Oh, I already have a mostly solidified list of candidates to highlight, so most suggestions will probably not be taken into consideration. However, I can safely say that a good number of the bosses featured will not be from JRPGs.

@Mento said:

A monthly feature ends, another begins. Good luck with this.

If you ever get burned out and want a boss that you could only possibly write a few lines about, might I suggest Necron?

Man, I hope I don't get burned out. I intended to start a backlog of posts last month, but unfortunately, life got in the way. On the other hand, if I need any short bus boss candidates on short notice...

#5 Posted by G_Locke (11 posts) -

Kefka is one of the best villains I've ever encountered in a game

He's one of the reasons FFVI is the best FF

#6 Posted by Hailinel (23868 posts) -

@G_Locke said:

Kefka is one of the best villains I've ever encountered in a game

He's one of the reasons FFVI is the best FF

I agree on both counts. Final Fantasy VI is my favorite game in the series, and Kefka is one of the primary reasons why.

#7 Posted by joshthebear (2700 posts) -

YES. FF VI is my favorite of them and it's not even close. Kefka is the most ridiculous and entertaining villain in the series. He has zero morals and pretty muc betrays anyone that is an ally.

And that laugh; the true mark of a madman who couldn't give a fuck about anybody but himself.

#8 Posted by PixelPrinny (1030 posts) -

Kefka is the best for all reasons listed and shall probably remain the reigning champion for a long time to come. *nods matter-of-factly*

#9 Posted by HotSauceMagik (264 posts) -

Man, you how are you going to top Kefka? As if all the dickish things weren't enough, that fucking laugh haunted my dreams for so long as a kid. And probably will tonight as well.

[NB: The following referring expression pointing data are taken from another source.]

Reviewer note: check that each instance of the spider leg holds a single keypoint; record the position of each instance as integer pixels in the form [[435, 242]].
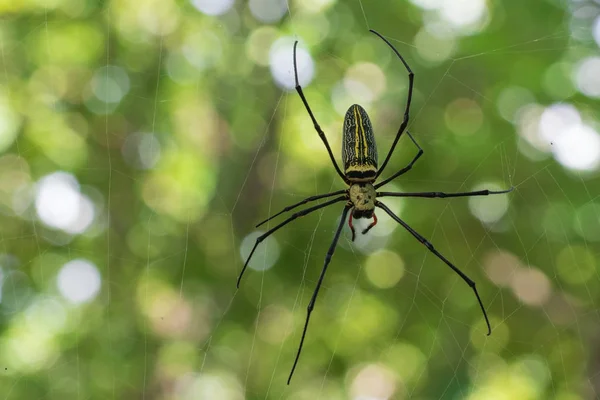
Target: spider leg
[[290, 219], [312, 117], [442, 195], [372, 224], [308, 199], [411, 77], [405, 169], [313, 299], [351, 227], [430, 247]]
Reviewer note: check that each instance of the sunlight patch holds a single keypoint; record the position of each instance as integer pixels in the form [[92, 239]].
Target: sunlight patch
[[384, 269], [79, 281], [531, 286], [373, 382], [266, 253]]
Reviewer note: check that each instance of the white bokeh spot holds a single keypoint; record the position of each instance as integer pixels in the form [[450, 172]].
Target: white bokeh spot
[[268, 11], [281, 63], [587, 76], [78, 281], [60, 205], [578, 148], [213, 7]]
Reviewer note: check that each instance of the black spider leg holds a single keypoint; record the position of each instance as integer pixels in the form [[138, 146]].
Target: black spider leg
[[443, 195], [405, 169], [311, 305], [411, 78], [315, 123], [308, 199], [290, 219], [430, 247]]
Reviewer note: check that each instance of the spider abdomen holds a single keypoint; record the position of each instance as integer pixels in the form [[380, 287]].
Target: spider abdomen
[[359, 151], [362, 196]]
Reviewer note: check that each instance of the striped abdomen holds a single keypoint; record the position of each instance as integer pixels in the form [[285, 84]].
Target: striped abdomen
[[359, 152]]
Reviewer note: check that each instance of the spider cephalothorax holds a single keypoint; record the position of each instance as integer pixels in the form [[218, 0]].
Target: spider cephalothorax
[[359, 156]]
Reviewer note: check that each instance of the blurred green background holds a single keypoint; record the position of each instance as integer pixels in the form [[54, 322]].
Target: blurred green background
[[141, 141]]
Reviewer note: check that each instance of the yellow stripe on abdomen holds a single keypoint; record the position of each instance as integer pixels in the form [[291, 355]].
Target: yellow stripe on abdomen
[[356, 137]]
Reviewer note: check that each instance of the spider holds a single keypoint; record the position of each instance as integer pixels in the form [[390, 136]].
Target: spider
[[359, 156]]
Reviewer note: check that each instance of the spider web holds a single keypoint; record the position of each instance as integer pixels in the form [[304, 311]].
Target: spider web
[[251, 335], [466, 372]]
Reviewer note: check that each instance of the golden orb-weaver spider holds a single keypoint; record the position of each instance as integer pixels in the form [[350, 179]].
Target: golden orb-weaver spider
[[359, 156]]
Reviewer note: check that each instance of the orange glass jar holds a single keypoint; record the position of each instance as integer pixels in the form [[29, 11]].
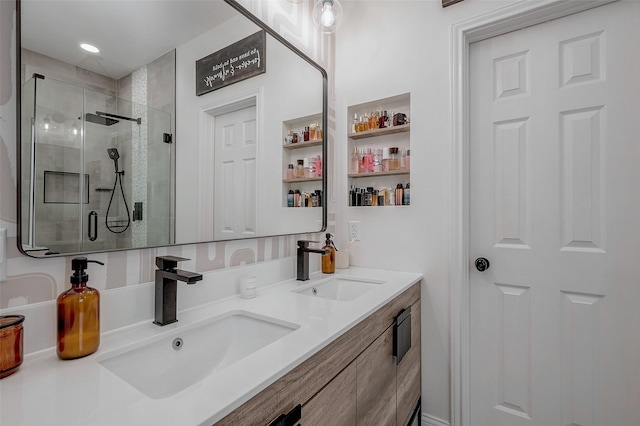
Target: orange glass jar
[[10, 344]]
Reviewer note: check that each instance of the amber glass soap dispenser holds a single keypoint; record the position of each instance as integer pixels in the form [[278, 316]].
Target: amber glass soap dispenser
[[79, 314], [329, 259]]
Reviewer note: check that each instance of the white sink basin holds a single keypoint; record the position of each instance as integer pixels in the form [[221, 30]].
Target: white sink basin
[[167, 365], [339, 288]]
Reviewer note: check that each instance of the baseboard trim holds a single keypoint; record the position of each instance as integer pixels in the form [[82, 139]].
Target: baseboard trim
[[428, 420]]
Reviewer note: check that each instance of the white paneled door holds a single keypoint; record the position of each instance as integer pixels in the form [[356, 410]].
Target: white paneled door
[[235, 209], [555, 209]]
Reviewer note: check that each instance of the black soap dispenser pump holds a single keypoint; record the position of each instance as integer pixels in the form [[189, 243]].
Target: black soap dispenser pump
[[78, 314]]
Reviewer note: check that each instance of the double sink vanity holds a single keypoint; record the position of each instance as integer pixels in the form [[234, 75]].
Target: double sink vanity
[[324, 347]]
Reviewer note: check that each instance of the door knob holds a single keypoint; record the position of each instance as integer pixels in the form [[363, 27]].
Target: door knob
[[482, 264]]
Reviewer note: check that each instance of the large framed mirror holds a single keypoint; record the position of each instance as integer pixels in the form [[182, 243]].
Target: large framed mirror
[[165, 136]]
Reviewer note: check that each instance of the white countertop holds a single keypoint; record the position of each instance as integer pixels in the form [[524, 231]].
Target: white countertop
[[48, 391]]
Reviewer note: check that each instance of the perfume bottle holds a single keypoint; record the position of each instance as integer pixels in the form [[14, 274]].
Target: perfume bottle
[[329, 259], [300, 169], [354, 161], [399, 195], [312, 132], [394, 161]]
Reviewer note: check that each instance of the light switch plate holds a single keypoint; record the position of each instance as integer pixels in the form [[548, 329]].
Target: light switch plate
[[3, 254]]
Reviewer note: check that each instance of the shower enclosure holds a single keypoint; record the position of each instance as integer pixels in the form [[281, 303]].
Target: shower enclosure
[[96, 171]]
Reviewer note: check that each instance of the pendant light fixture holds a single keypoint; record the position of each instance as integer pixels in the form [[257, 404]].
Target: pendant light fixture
[[326, 15]]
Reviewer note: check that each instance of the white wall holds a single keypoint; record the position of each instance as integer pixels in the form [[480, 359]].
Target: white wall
[[385, 48]]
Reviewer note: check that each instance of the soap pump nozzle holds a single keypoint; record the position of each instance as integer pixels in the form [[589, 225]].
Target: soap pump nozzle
[[79, 266]]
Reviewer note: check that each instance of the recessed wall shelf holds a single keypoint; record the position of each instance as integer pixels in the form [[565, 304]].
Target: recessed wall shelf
[[372, 174], [379, 167], [301, 180], [302, 144], [380, 132], [309, 153]]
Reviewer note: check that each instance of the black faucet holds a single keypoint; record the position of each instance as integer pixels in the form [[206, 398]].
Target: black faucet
[[303, 258], [167, 277]]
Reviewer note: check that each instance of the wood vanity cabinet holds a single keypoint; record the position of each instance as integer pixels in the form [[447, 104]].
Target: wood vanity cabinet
[[352, 381]]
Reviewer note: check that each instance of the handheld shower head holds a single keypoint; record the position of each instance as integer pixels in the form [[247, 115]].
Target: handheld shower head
[[113, 154]]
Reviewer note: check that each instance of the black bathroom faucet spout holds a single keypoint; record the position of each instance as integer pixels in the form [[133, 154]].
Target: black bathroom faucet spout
[[167, 277], [303, 258]]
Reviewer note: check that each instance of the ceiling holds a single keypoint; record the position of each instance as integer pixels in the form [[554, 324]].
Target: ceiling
[[129, 33]]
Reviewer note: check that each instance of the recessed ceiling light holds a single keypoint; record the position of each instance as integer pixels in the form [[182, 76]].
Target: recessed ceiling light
[[89, 47]]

#10 Posted by Hailinel (23868 posts) -

@PixelPrinny said:

Kefka is the best for all reasons listed and shall probably remain the reigning champion for a long time to come. *nods matter-of-factly*

Dude is a hard guy to beat when it comes to pure villainy.

@HotSauceMagik said:

Man, you how are you going to top Kefka? As if all the dickish things weren't enough, that fucking laugh haunted my dreams for so long as a kid. And probably will tonight as well.

I'm not even going to try to top him, because frankly, that would be a fruitless endeavor. What I can do though is talk about twenty-nine other bosses that I think are worth talking about.

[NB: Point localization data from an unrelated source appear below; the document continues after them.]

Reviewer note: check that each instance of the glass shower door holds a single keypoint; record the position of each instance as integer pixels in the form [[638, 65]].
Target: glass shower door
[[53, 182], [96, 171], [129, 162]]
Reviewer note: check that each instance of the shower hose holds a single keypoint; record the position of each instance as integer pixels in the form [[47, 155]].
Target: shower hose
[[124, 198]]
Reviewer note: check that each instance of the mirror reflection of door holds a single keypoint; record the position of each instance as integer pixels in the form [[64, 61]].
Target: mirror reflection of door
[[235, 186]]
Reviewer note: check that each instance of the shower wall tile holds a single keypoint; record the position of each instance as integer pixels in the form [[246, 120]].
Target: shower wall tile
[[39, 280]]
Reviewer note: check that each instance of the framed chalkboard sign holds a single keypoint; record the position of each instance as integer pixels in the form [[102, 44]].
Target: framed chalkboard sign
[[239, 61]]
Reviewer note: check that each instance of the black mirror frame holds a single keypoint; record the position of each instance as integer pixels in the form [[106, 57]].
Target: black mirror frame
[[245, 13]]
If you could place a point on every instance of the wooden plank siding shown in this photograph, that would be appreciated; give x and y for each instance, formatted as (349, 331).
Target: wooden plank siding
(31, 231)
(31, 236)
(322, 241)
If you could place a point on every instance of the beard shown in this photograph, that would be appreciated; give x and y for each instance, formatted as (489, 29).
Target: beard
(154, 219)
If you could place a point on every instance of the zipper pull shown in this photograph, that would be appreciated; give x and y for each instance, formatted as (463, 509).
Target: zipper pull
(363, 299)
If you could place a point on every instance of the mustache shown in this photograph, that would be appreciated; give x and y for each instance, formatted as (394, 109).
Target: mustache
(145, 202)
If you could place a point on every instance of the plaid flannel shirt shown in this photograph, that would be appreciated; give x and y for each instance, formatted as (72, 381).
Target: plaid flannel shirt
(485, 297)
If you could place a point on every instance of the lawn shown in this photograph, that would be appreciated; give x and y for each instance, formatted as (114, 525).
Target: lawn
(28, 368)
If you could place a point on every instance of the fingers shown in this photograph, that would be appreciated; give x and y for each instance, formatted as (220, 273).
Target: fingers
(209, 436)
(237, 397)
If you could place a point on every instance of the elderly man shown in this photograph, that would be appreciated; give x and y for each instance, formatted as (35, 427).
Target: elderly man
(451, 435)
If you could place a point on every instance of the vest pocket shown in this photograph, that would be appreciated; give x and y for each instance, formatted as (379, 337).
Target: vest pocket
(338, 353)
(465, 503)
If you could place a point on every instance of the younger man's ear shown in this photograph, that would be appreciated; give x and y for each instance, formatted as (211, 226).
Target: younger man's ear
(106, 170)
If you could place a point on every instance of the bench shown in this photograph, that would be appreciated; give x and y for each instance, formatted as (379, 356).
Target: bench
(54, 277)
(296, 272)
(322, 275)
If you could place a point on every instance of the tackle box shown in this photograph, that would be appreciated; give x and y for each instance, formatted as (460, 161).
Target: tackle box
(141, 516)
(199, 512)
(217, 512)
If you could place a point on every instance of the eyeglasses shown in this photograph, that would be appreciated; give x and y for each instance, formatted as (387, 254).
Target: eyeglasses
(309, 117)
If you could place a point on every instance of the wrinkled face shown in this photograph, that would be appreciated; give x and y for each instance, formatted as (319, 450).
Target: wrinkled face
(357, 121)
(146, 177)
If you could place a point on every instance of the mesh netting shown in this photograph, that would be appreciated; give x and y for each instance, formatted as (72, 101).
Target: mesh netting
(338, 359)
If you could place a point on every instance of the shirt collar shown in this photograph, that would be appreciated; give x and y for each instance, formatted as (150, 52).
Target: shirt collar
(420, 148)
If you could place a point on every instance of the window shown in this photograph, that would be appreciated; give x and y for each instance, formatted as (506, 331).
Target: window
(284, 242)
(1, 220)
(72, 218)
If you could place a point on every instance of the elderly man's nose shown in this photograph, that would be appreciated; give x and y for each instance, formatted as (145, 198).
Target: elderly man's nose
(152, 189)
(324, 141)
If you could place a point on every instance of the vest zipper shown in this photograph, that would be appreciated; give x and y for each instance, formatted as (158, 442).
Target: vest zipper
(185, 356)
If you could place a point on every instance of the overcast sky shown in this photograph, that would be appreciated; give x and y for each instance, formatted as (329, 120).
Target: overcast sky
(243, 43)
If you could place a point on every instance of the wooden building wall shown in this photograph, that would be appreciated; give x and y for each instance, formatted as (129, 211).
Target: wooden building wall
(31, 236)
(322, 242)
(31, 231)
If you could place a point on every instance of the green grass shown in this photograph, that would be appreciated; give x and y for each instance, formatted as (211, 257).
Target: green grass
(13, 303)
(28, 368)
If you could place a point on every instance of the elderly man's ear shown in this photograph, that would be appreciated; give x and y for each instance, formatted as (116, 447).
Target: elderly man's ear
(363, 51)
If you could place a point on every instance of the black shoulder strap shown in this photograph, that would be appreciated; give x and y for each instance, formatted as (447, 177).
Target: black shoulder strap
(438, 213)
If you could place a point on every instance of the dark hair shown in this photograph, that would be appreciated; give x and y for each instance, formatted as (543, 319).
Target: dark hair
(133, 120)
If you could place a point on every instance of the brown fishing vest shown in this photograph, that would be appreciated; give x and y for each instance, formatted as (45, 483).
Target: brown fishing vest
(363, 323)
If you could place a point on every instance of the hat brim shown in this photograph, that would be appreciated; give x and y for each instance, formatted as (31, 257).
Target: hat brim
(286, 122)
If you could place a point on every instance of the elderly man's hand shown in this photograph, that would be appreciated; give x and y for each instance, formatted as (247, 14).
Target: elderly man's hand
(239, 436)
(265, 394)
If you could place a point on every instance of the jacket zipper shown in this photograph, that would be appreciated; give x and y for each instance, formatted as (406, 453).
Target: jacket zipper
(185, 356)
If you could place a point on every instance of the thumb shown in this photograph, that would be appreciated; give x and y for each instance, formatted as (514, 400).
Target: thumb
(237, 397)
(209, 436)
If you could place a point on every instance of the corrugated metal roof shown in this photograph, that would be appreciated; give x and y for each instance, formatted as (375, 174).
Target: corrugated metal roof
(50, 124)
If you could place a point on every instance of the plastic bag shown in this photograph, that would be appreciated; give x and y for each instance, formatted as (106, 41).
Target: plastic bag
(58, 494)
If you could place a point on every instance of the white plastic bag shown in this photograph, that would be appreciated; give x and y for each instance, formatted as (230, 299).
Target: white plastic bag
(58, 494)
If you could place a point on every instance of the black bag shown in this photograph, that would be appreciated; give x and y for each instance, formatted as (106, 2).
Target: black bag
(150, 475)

#11 Posted by OppressiveStink (355 posts) -
@Hailinel
Lucca Blight has him beat, but just barely.
#12 Edited by Penelope (225 posts) -

Like your article. But what are you considering for future bosses?

Hitler?

Nah, too obvious.

ROBO-HITLER.

Thank's Wolfenstein 3D.

#13 Posted by Hailinel (23868 posts) -

@Penelope: You'll just have to keep reading to find out!